This repository is a single-source-of-truth (SSOT) reproducibility pack for analyzing thresholded gated-MLP activation events as connected cascades on a token-by-layer lattice, and for testing a simple gain intervention under strong controls.
The core scientific goal is mechanistic: measure how local connectivity signatures change with MLP gain scaling while explicitly controlling for marginal event rates and layerwise marginals. The pack is designed to be inference-heavy (no training) and to run within a practical single-GPU budget via fixed, deterministic dataset slices.
Author: Ali Uyar (Independent Researcher).
- Compiled paper PDF:
paper.pdf - LaTeX sources (Overleaf-compatible):
paper/latex/ - Citation metadata:
CITATION.cff
Note: ZIP bundles are intentionally not tracked by git. If you want single-file distribution (Overleaf upload or external review), generate a ZIP from paper/latex/ and attach it to a GitHub Release.
The pipeline is specified to be fail-closed and reviewer-proof by construction:
- Event lattice: standardize a fixed internal tensor and threshold into sparse binary events (two spike definitions).
- Avalanches: connected components on the token-by-layer lattice with well-defined adjacency.
- Mechanistic signatures: directional branching metrics, a susceptibility proxy, and descriptive tail-fit diagnostics.
- Controls: per-layer rate-matched thresholds plus strong marginals-preserving nulls (including a structure-preserving null).
- Gain calibration: select a mechanistic gain g-star on Dataset A and evaluate unchanged on Dataset B and ARC multiple-choice.
- Replication: compare base vs instruction-tuned checkpoints within the same model family.
- Provenance: every producing stage writes immutable run artifacts with schema-checked metadata and content hashes.
This pack is intentionally spec-first. If you are new, read in this order:
spec/00_CANONICAL.md(Single Definition Rule authority for IDs, paths, commands, and filenames)spec/23_IMPLEMENTATION_CONTRACT.md(required repository tree, CLI, run layout, determinism rules)tasks/TASK_INDEX.md(execution order and definition-of-done checklist)spec/18_RESULTS_TABLE_SKELETONS.mdandspec/19_FIGURES_TABLES_PLAN.md(paper-facing artifact contracts)
All CLI command strings are defined under CANON.CLI.CMD in spec/00_CANONICAL.md. The recommended workflow is to execute phases in the exact order listed in tasks/TASK_INDEX.md and to treat each phase as an audited producing step.

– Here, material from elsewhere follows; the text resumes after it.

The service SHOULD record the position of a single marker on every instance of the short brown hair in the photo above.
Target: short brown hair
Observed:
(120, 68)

If you want a guided narrative of what was recently implemented and how to regenerate paper-facing LaTeX artifacts, see progress.md.
Automation helpers:
tools/ssot_pipeline.pyorchestrates the end-to-end runbook into a fresh output workspace (keeps this directory clean).tools/run_paperready.ps1is a PowerShell wrapper for the same workflow.
avalanche_llm/: Python package (CLI entrypoint, phases, metrics, plotting, tests)spec/: normative method + artifact specifications (the SSOT)tasks/: phase-by-phase runbook (what to run, what must exist afterward)configs/: resolved configuration inputs referenced by the CLIpaper/latex/: camera-ready LaTeX project that mirrors exported figures and tableschecklists/: reproducibility and artifact release gates
No model weights are included. Users must ensure they comply with upstream model and dataset licenses and any access terms. The pack is intended for research and reproducibility auditing, not deployment.